Sunday, May 30, 2010

"Your task is not to seek for love, but merely to seek and find all the barriers within yourself that you have built against it."
-- Jalaluddin Rumi

Wednesday, May 12, 2010

"Who never spoke before his spirit moved"

Crises come unannounced. Do they give us a glimpse of the deep aquamarine layers within our selves or create a fleeting illusion of there being more to us than the shimmer and go of our daily existence? If it be the former, why doesn't the experience stay? The spirit moves so seldom and so subtly that it is gone before you capture it. And then it wanes and wanes into a figment of the imagination that seems all too unreal after a few days.
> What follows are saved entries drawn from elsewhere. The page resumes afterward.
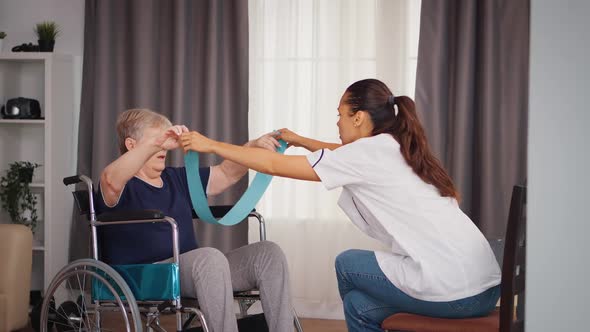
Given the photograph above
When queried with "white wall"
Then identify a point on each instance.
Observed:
(558, 261)
(18, 19)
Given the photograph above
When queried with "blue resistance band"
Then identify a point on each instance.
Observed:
(241, 209)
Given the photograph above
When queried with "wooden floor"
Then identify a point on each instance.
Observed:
(309, 325)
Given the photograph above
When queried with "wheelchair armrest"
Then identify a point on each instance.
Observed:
(218, 211)
(131, 215)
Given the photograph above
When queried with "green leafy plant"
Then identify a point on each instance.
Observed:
(16, 196)
(47, 30)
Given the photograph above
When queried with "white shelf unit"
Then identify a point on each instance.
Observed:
(48, 78)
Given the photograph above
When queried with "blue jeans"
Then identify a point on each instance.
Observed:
(369, 297)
If the artist spoke only when his spirit moved (and in the fortunate event that paper-n-pen or mouse-n-keyboard were at hand), how plentiful would his output be? Philip Larkin's average of nine poems a year seems daunting enough, even for a poet who confessed to writing of banalities and the 'decisions of the flesh' rather than anything as intangible as the spirit. Quantity doesn't matter, one might say. But I suspect meagreness of output also reflects the poverty of these intense moments in our small lives. Else there are sparse pinpricks of diamonds among heaps of coal!

Perhaps the roots are yet too far out of my reach, perhaps this is one of those times when I manage to keep doubts at bay to believe in virtual reality. Am I being guided or teased?